The second additional factor in flow wave formation involves mechanical properties of the arterial wall. When the heart contracts, a pressure wave moves into the aorta causing it to expand. When the pressure is removed during heart relaxation (diastole) the aorta returns or recoils to its normal shape. The recoil releases this potential energy stored during expansion back into the blood, causing the blood to flow forward. In conditions in which the elasticity of the arteries is compromised, recoil is diminished and the blood flow becomes retarded, which compromises circulation and the associated functions of the circulatory system. For example, if the arteries were relatively stiff, then a secondary fluctuation or reflective wave would move from diastole into systole, augmenting the initial flow wave, whereas a relaxed or elastic artery would not produce augmentation of the initial wave. Conditions affecting the arterial wall affect the flow wave. This relationship between arterial properties and characteristic of ventricular contraction is described as vascular impedance.
2.3. Blood
Blood is an important component of the formation of the pulse. It is a complex fluid, composed of a plasma liquid base and several formed particles, the most prominent of which are red blood cells, which make up 99% of all particle types found in blood. Other components include:
• White blood cells
• Platelets
• Proteins (albumins, globulins, fibrinogen) dissolved in the plasma.
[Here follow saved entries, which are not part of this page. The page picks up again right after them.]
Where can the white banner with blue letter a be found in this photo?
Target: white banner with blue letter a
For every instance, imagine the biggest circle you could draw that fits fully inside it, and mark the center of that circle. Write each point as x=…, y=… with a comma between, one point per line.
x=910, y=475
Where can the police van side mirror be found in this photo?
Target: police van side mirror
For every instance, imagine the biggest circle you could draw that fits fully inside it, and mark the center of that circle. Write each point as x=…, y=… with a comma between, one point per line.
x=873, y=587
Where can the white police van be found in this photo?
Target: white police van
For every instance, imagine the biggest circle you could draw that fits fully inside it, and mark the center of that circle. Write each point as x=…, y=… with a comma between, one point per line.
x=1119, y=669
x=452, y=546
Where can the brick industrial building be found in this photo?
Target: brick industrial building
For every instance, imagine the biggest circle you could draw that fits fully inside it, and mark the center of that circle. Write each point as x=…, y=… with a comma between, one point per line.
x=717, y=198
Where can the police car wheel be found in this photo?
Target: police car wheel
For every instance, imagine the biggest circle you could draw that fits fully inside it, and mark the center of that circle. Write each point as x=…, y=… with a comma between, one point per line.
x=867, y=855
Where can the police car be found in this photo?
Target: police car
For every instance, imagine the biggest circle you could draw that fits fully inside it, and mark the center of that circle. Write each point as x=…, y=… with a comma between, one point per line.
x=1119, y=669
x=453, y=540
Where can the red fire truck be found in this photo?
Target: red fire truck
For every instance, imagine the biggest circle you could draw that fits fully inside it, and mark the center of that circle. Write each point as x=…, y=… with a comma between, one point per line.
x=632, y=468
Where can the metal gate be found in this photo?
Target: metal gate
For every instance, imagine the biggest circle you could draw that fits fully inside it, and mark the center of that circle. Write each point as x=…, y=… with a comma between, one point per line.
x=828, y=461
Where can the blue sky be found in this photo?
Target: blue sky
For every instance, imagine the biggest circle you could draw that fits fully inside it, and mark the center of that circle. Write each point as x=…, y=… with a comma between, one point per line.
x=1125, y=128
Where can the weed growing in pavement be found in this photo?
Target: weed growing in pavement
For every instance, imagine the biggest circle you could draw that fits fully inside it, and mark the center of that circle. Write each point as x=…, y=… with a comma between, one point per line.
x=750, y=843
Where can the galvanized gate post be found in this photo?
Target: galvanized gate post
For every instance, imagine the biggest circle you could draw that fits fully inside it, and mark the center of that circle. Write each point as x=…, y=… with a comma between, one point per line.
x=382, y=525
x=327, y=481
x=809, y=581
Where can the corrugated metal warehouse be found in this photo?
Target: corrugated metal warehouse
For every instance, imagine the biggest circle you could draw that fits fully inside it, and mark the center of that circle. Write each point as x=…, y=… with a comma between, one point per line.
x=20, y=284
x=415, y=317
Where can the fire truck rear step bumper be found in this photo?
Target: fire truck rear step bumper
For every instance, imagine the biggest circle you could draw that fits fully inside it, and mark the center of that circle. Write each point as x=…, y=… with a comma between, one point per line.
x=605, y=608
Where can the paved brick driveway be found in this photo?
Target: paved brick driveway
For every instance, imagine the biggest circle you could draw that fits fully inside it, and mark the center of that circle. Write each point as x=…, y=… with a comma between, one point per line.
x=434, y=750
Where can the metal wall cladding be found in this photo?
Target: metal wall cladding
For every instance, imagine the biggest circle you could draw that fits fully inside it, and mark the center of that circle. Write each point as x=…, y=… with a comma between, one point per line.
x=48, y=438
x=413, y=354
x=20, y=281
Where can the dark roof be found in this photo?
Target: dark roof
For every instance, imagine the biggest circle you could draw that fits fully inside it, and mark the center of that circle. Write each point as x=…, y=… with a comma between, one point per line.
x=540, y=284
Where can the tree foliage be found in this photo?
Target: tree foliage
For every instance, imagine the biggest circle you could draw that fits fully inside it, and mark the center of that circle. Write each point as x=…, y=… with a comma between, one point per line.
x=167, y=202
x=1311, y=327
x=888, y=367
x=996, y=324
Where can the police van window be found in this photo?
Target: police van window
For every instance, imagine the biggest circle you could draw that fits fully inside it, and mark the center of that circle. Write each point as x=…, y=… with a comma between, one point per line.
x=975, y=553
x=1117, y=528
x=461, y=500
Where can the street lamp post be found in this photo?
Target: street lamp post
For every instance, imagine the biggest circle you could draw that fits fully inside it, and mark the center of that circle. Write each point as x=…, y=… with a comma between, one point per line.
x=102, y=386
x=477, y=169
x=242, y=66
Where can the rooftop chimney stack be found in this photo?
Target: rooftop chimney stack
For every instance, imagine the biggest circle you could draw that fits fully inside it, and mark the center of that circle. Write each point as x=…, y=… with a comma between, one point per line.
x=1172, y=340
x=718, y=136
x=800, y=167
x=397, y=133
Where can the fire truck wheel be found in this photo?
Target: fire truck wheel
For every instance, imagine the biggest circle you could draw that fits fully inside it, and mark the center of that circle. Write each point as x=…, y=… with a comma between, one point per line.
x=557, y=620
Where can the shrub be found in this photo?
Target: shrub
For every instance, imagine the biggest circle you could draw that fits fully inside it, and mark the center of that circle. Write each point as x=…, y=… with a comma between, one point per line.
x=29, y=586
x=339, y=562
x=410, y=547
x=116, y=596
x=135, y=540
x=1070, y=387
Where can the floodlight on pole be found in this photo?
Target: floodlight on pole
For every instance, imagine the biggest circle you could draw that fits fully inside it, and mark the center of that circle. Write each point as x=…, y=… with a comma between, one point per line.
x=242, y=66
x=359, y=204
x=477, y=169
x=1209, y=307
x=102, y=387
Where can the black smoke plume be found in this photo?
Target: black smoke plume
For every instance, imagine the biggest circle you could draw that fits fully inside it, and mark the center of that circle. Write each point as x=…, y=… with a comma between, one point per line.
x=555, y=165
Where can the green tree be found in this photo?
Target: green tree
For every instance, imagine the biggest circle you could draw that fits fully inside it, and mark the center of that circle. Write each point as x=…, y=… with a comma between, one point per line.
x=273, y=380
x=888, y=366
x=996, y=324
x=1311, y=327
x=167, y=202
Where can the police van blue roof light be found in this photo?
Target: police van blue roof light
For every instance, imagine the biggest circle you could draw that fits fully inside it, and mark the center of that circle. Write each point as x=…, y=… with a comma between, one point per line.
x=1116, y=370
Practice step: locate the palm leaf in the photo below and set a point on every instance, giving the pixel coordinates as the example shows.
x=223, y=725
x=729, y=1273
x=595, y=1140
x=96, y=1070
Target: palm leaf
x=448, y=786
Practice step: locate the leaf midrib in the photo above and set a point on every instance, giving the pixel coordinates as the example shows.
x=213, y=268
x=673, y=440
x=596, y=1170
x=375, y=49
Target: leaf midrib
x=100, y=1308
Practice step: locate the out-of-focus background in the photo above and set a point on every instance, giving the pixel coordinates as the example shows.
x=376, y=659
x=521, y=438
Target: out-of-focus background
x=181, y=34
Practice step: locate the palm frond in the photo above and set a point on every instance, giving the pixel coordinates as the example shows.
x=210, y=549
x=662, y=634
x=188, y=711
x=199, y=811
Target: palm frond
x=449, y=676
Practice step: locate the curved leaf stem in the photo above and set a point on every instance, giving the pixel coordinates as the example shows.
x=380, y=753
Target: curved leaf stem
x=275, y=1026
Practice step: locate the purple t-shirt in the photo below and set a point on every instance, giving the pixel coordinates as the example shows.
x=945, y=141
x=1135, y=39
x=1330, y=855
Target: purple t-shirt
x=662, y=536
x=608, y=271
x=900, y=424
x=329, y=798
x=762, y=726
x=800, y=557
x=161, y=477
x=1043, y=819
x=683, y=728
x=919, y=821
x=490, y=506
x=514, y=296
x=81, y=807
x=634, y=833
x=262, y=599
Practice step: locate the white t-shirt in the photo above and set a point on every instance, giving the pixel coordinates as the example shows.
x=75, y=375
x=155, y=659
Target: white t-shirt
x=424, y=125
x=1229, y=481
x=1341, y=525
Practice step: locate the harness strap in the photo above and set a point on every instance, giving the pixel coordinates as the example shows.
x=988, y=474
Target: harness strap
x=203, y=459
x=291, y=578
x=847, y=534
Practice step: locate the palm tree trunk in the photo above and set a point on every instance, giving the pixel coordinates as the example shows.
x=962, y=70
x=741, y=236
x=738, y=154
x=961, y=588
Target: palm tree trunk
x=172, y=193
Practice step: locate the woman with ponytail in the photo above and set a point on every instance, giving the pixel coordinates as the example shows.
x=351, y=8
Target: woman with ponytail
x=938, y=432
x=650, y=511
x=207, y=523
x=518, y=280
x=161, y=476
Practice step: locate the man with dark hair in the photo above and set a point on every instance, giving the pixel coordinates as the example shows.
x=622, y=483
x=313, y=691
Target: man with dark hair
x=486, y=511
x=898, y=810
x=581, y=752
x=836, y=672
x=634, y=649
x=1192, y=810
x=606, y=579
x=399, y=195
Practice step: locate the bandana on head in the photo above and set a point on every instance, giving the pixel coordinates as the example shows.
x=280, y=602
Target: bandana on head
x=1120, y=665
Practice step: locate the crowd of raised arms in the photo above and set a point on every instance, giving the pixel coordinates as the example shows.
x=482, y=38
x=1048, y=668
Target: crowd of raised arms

For these reasons blood is referred to as a liquid tissue. Blood is the medium in which the pulse wave propagates from the heart to the periphery. Therefore, changes in the blood medium — that is, changes in any of the ratio of its components — will affect the propagation of the pulse wave. Changes can occur in a number of ways. They can arise due to illness, from trauma producing blood loss, or from diet where an individual’s inadequate intake of appropriate food groups adversely affects the quality and quantity of the blood. In this way, the ratio of the different cell components of blood can vary between people and can vary within the same individual over time. Blood may consequently ‘thicken’ or ‘thin’. The relative degree of ‘thickness’ is termed viscosity.